According to Mattis in 1999:
Spencer did much more work on the GIMP proper while I did much more on GTK. This provided a fairly clean break that allowed us to work in parallel fairly easily. I probably wrote 95 percent of the original GTK code. The only widgets I didn't write were the file-selection widget, the text widget, and the rulers.

On free software and the motivations to write it and what makes good and enduring free software:
You should understand that the GIMP and GTK weren't written to fill holes in the software available under the GPL (GNU General Public License) and LGPL (GNU Lesser General Public License). The GIMP was started because I wanted to make a Web page. GTK was started because I was dissatisfied with Motif and wanted to see what it took to write a UI toolkit. These are purely selfish reasons. That is probably why the projects progressed so far and eventually succeeded. I find it much more difficult to work on something for extended periods of time for selfless reasons.

==Career==
Mattis was previously employed as an engineer for Google, and is credited for his work Google Servlet Engine as well as helping spearhead Colossus, a new version of the Google File System.

In 2013, Mattis launched the company Viewfinder along with Kimball and Brian McGinnis, formerly of Lehman Brothers. The company developed an app that allowed social media users to share photos, chat privately, and search photo history without leaving the app. The company was acquired by Square, Inc. in December 2013. Mattis moved to Square's New York City office where he became a senior member of the company's East Coast team.
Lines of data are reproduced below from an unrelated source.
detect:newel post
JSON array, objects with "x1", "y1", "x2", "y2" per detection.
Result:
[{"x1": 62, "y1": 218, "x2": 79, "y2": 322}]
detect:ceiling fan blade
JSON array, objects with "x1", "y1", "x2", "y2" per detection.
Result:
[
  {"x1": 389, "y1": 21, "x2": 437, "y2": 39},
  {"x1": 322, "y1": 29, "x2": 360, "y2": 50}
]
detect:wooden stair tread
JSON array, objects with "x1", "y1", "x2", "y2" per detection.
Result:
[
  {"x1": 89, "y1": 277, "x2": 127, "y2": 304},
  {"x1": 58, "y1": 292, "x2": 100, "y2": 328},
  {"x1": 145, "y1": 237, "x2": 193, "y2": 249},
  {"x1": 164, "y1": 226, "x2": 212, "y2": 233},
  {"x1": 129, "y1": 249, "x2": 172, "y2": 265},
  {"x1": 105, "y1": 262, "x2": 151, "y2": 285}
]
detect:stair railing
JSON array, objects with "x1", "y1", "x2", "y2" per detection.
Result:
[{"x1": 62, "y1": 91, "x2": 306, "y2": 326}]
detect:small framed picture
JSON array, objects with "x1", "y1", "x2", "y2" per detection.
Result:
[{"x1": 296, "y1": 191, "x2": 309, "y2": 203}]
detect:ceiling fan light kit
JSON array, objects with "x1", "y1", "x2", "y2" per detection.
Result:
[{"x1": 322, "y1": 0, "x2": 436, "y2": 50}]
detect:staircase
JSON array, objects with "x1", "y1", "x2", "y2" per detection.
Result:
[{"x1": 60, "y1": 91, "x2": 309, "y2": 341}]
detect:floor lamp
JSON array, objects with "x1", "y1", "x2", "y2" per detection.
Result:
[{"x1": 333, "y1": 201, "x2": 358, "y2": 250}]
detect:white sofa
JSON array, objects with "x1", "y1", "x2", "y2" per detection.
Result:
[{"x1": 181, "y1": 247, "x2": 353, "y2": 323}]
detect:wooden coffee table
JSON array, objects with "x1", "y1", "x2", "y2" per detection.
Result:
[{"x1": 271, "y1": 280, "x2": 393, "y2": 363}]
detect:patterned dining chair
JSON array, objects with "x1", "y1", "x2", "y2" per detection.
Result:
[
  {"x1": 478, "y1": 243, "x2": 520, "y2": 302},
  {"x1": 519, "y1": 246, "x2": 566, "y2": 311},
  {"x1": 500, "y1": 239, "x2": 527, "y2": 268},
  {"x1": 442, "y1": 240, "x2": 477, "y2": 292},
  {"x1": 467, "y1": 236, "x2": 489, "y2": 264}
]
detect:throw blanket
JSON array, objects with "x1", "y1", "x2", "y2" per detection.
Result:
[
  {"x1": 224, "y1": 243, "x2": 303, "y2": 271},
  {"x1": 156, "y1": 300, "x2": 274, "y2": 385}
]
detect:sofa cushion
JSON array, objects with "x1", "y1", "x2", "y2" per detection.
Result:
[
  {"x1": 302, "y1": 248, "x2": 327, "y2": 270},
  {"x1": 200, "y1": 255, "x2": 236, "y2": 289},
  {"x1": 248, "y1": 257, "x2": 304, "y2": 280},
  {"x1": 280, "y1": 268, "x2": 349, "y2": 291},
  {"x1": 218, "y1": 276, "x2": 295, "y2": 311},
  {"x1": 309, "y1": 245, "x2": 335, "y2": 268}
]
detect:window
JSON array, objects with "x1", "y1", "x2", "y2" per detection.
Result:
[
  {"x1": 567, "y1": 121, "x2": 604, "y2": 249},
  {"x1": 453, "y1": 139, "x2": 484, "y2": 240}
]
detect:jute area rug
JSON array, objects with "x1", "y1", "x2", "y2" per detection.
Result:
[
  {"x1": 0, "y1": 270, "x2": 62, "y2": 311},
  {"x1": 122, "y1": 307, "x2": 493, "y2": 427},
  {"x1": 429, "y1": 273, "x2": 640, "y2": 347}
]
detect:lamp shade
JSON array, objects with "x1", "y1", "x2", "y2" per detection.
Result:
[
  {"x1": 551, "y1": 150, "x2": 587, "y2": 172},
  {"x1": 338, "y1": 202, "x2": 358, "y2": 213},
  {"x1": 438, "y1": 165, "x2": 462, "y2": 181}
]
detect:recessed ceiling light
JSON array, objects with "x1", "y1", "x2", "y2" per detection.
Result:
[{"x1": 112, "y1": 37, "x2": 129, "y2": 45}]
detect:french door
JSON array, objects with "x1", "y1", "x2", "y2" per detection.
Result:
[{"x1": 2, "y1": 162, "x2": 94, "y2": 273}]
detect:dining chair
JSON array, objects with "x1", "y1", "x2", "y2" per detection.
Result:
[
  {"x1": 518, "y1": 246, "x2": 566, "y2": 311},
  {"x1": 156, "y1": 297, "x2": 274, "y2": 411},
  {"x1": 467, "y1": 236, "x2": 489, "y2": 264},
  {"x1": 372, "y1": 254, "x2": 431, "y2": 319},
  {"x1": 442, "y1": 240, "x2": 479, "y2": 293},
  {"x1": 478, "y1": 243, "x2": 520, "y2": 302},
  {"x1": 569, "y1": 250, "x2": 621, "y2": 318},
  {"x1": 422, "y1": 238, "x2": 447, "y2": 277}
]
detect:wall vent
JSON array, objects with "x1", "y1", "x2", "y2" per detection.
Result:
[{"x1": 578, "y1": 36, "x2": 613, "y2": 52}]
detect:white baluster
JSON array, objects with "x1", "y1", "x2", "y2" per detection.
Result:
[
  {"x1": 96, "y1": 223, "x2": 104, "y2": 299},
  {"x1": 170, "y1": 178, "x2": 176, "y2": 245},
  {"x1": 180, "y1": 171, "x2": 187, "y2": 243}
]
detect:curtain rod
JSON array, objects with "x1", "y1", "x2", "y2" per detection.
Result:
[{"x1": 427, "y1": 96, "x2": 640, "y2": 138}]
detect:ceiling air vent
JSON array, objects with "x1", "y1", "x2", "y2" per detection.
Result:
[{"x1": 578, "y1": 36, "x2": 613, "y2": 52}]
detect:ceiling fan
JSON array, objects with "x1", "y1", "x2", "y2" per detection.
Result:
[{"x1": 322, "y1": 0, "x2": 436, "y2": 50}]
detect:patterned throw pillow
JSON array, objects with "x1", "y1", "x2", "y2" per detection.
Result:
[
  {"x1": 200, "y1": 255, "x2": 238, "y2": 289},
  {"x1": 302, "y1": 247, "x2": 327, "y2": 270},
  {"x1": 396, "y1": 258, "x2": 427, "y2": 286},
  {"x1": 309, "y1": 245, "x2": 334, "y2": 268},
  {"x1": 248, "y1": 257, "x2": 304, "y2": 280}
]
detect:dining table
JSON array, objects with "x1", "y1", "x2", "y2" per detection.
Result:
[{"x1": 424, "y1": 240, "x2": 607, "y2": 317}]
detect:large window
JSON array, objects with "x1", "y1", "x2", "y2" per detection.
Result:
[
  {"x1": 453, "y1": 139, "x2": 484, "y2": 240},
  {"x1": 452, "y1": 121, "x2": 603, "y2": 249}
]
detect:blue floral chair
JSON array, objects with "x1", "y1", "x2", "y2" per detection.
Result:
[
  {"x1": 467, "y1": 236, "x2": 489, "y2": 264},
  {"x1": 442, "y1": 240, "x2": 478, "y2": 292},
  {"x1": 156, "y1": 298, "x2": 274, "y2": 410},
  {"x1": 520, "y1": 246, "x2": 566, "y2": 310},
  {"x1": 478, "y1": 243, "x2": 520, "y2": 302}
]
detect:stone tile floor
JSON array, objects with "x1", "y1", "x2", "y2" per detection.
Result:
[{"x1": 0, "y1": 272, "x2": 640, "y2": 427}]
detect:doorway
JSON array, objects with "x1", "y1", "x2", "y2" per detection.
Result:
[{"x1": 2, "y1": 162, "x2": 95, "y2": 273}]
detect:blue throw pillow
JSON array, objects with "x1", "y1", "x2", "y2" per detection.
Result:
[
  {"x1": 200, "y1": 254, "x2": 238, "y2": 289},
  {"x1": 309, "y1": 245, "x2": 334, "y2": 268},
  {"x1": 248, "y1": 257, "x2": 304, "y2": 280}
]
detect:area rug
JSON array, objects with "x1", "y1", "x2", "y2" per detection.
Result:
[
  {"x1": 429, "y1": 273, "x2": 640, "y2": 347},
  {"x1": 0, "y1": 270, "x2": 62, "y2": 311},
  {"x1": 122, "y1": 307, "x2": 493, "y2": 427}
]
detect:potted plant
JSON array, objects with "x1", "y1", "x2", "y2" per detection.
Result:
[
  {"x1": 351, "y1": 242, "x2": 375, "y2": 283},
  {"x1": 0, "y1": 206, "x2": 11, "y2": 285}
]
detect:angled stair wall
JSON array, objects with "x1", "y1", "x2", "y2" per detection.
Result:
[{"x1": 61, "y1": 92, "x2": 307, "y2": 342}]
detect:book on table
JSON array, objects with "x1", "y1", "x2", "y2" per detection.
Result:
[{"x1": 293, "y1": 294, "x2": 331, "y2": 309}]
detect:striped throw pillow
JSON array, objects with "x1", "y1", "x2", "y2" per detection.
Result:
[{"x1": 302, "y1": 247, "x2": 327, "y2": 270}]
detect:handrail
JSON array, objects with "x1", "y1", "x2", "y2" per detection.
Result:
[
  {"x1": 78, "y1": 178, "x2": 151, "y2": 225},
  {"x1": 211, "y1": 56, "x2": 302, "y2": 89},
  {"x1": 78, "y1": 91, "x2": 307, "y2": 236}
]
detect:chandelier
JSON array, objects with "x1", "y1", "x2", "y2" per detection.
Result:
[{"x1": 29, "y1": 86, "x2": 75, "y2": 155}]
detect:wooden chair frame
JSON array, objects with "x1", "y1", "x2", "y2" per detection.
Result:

While at Google, Mattis used a database known as Bigtable, and followed the development of its next generation, known as Spanner. The database organizes data between thousands of servers to allow Google applications to stay online, even if an entire data center were to go offline. Mattis wanted to use this software but found there was nothing available outside of Google as either closed or open source that was similar.

He launched CockroachDB as an open source project on GitHub with Kimball, along with ex-Google Reader team member Ben Darnell. They later formed the company Cockroach Labs in order to accelerate development of the CockroachDB software. Mattis serves as the company's chief technical officer and also contributes to the source code development of CockroachDB.

==Personal life==
Mattis is active in CrossFit and was named CrossFit South Brooklyn's athlete of the month in January 2014.